Friday, September 09, 2011

Wilts & Berks Canal


View Wilts & Berks Canal in a larger map

We've been on a couple of walks along the Chippenham branch of the Wilts & Berks canal recently. Well, actually, every time we leave our house we follow the spur of the canal towards Chippenham; the estate's roads don't have names like Canal Road, Pewsham Lock, Waters Edge for nothing you know! But during 'Archaeology Month' in July the local museum put on a guided walk to follow a stretch of the canal that most people don't see and don't know is quite so close to them - see if you can spot us here. The blue line on my map below shows the route of the walk and the pink line is a (very rough) tracing of the route of the Chippenham branch off the main canal.

It's rather fitting that the modern road follows the line of the filled in branch that came off the main canal and into the centre of Chippenham. I always find it heartening that areas of heavy industry that would have been really busy around a hundred years ago are now completely obliterated by the countryside. It just shows how quickly nature can recover.
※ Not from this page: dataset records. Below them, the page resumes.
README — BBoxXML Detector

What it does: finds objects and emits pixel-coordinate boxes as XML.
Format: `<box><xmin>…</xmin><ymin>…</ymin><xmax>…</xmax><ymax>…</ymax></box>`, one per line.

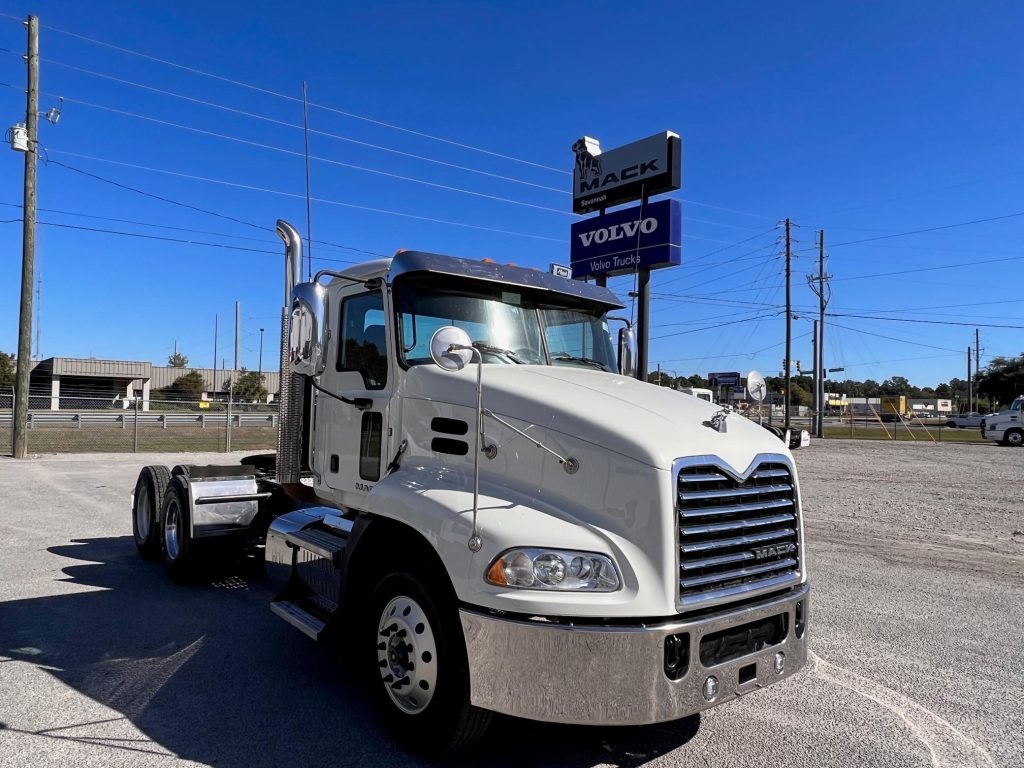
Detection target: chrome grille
<box><xmin>677</xmin><ymin>457</ymin><xmax>801</xmax><ymax>608</ymax></box>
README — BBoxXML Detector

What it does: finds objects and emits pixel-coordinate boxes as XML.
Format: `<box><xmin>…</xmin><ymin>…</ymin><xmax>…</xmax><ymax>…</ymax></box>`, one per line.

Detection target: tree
<box><xmin>152</xmin><ymin>371</ymin><xmax>206</xmax><ymax>400</ymax></box>
<box><xmin>234</xmin><ymin>369</ymin><xmax>267</xmax><ymax>402</ymax></box>
<box><xmin>974</xmin><ymin>353</ymin><xmax>1024</xmax><ymax>411</ymax></box>
<box><xmin>0</xmin><ymin>352</ymin><xmax>15</xmax><ymax>387</ymax></box>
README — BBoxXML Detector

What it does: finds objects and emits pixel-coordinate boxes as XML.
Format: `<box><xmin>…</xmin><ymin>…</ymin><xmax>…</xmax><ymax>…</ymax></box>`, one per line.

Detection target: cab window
<box><xmin>336</xmin><ymin>291</ymin><xmax>387</xmax><ymax>389</ymax></box>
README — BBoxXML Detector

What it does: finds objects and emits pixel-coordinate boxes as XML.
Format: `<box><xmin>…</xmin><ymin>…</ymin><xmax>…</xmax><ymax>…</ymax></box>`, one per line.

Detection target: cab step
<box><xmin>270</xmin><ymin>600</ymin><xmax>327</xmax><ymax>640</ymax></box>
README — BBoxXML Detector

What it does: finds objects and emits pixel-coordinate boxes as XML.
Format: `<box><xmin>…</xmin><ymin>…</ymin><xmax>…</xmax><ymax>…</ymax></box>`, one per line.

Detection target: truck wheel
<box><xmin>364</xmin><ymin>572</ymin><xmax>490</xmax><ymax>757</ymax></box>
<box><xmin>131</xmin><ymin>466</ymin><xmax>171</xmax><ymax>560</ymax></box>
<box><xmin>160</xmin><ymin>475</ymin><xmax>199</xmax><ymax>582</ymax></box>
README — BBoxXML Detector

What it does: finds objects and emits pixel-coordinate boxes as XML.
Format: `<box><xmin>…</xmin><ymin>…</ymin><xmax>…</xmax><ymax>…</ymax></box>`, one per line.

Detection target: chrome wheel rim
<box><xmin>377</xmin><ymin>595</ymin><xmax>437</xmax><ymax>715</ymax></box>
<box><xmin>164</xmin><ymin>499</ymin><xmax>181</xmax><ymax>560</ymax></box>
<box><xmin>135</xmin><ymin>481</ymin><xmax>151</xmax><ymax>542</ymax></box>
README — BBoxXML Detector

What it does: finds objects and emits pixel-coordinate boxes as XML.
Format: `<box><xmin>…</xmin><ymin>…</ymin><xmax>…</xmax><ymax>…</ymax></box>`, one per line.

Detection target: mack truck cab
<box><xmin>981</xmin><ymin>397</ymin><xmax>1024</xmax><ymax>447</ymax></box>
<box><xmin>133</xmin><ymin>221</ymin><xmax>810</xmax><ymax>755</ymax></box>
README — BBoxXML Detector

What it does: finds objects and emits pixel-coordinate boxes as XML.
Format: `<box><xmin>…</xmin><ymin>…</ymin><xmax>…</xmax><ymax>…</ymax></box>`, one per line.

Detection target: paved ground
<box><xmin>0</xmin><ymin>441</ymin><xmax>1024</xmax><ymax>768</ymax></box>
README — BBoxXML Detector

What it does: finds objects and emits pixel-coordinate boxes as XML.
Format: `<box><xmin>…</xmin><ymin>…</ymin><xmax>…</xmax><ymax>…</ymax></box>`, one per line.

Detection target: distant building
<box><xmin>29</xmin><ymin>357</ymin><xmax>281</xmax><ymax>411</ymax></box>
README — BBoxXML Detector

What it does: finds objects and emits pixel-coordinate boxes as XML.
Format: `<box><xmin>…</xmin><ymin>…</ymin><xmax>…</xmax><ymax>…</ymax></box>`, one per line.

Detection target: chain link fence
<box><xmin>0</xmin><ymin>389</ymin><xmax>278</xmax><ymax>456</ymax></box>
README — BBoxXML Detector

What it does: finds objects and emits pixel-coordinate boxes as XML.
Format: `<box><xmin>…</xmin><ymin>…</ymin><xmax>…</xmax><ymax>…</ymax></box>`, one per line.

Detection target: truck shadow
<box><xmin>0</xmin><ymin>537</ymin><xmax>695</xmax><ymax>768</ymax></box>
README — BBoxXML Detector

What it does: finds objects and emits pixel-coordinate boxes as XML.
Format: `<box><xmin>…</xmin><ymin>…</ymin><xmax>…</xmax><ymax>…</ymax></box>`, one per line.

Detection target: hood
<box><xmin>403</xmin><ymin>365</ymin><xmax>790</xmax><ymax>472</ymax></box>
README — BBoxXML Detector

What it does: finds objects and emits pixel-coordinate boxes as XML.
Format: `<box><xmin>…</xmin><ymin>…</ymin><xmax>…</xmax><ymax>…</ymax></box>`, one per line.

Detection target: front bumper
<box><xmin>460</xmin><ymin>584</ymin><xmax>810</xmax><ymax>725</ymax></box>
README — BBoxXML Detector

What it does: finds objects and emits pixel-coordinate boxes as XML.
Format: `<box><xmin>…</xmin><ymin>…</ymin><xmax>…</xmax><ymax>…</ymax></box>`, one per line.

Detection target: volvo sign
<box><xmin>572</xmin><ymin>131</ymin><xmax>683</xmax><ymax>213</ymax></box>
<box><xmin>570</xmin><ymin>200</ymin><xmax>683</xmax><ymax>278</ymax></box>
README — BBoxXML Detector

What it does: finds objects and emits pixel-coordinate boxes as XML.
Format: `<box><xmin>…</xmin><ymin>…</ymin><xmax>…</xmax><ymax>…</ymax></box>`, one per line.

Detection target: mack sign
<box><xmin>569</xmin><ymin>200</ymin><xmax>683</xmax><ymax>279</ymax></box>
<box><xmin>572</xmin><ymin>131</ymin><xmax>683</xmax><ymax>213</ymax></box>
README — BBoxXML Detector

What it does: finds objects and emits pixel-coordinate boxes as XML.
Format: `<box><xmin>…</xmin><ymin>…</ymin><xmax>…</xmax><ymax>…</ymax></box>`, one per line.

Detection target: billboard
<box><xmin>569</xmin><ymin>200</ymin><xmax>683</xmax><ymax>279</ymax></box>
<box><xmin>572</xmin><ymin>131</ymin><xmax>683</xmax><ymax>213</ymax></box>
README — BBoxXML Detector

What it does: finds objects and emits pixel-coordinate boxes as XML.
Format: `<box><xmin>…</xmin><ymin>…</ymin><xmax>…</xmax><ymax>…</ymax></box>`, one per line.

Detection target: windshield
<box><xmin>395</xmin><ymin>275</ymin><xmax>617</xmax><ymax>371</ymax></box>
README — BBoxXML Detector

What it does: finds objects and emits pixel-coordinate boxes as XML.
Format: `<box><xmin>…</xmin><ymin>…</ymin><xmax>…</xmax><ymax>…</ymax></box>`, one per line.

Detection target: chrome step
<box><xmin>285</xmin><ymin>528</ymin><xmax>348</xmax><ymax>565</ymax></box>
<box><xmin>270</xmin><ymin>600</ymin><xmax>327</xmax><ymax>640</ymax></box>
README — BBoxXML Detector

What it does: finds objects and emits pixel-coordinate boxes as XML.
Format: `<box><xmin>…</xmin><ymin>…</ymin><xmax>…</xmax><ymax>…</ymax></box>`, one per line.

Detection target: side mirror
<box><xmin>288</xmin><ymin>283</ymin><xmax>328</xmax><ymax>376</ymax></box>
<box><xmin>618</xmin><ymin>326</ymin><xmax>637</xmax><ymax>378</ymax></box>
<box><xmin>430</xmin><ymin>326</ymin><xmax>473</xmax><ymax>371</ymax></box>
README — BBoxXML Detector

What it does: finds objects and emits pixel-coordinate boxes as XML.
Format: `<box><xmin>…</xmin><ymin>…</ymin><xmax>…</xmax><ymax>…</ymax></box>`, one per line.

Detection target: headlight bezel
<box><xmin>483</xmin><ymin>547</ymin><xmax>623</xmax><ymax>594</ymax></box>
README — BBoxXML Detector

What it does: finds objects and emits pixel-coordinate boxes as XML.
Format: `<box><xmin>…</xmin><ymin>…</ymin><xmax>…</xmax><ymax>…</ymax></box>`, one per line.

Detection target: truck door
<box><xmin>313</xmin><ymin>286</ymin><xmax>394</xmax><ymax>507</ymax></box>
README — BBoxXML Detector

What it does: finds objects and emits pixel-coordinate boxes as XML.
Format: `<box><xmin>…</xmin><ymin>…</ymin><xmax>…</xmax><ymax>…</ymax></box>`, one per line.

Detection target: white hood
<box><xmin>403</xmin><ymin>365</ymin><xmax>790</xmax><ymax>472</ymax></box>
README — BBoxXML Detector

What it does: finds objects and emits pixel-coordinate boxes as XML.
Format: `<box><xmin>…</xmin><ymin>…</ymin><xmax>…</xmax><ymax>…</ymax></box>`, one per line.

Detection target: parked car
<box><xmin>946</xmin><ymin>411</ymin><xmax>985</xmax><ymax>429</ymax></box>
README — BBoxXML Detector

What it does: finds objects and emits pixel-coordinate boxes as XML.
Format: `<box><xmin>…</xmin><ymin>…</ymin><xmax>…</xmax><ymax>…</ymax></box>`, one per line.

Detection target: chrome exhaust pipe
<box><xmin>276</xmin><ymin>219</ymin><xmax>305</xmax><ymax>485</ymax></box>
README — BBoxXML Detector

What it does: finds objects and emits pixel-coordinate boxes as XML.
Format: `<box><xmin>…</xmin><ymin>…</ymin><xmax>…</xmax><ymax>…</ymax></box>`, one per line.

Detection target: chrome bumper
<box><xmin>460</xmin><ymin>584</ymin><xmax>810</xmax><ymax>725</ymax></box>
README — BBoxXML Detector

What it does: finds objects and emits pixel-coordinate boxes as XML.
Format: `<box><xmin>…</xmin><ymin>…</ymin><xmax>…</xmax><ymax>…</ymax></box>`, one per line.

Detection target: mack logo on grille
<box><xmin>751</xmin><ymin>543</ymin><xmax>797</xmax><ymax>560</ymax></box>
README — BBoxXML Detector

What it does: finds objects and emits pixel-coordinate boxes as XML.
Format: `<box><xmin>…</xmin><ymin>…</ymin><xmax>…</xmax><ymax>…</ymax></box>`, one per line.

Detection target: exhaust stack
<box><xmin>276</xmin><ymin>219</ymin><xmax>305</xmax><ymax>485</ymax></box>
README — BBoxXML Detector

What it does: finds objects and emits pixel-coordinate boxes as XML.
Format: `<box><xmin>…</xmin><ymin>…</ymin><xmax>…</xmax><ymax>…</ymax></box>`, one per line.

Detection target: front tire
<box><xmin>361</xmin><ymin>571</ymin><xmax>490</xmax><ymax>757</ymax></box>
<box><xmin>131</xmin><ymin>466</ymin><xmax>171</xmax><ymax>560</ymax></box>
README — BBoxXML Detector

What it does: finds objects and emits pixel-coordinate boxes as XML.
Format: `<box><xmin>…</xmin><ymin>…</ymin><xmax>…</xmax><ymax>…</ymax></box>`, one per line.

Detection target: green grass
<box><xmin>0</xmin><ymin>425</ymin><xmax>278</xmax><ymax>454</ymax></box>
<box><xmin>825</xmin><ymin>424</ymin><xmax>988</xmax><ymax>442</ymax></box>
There is now no sign of the brickworks, lime-kilns, carpenters’ workshops, sawpits, dry-dock, lock-keeper’s cottage; just woodland and fields. I'm also always surprised that we know so little about the industrial and cultural heritage of the areas we live in. Some of these industries, like the brickworks, struggled on into the 20th century, but we know bugger all about them until some volunteer or researcher goes rooting around in the undergrowth.

The Wilts and Berks Canal Trust has spent the best part of 40 years restoring the length of the canal and we've watched their progress between Pewsham Locks and Lacock for over 20 years. They've recently been dredging the section between Pewsham and Reybridge and, for the first time in over 100 years, areas of it now have water. We took these photos on our second walk. This was along the length of the Pewsham to Lacock section (approx 4 miles each way) and, although it may not look much to you - just a pretty stretch of water like you'd see anywhere, this thing that now actually looks like a canal was just boggy ground with a few reeds sticking out of it not that long ago.

The Sustrans cycle route (National Cycle Network Route 403 [an offshoot of NCN4]) follows part of the canal but, unfortunately, the Lacock end has been blocked by a lease dispute with the new landowner for the last 2 years. So if you want to cycle into Lacock you've got to be prepared to heft your bike over 6 stiles, or just padlock it to a fence and walk the last mile or so into the village. Still, it's a pretty walk and there's the reward of an excellent pint in one of Lacock's pubs once you get there (come on, you didn't think we were walking the route for the exercise did you?!).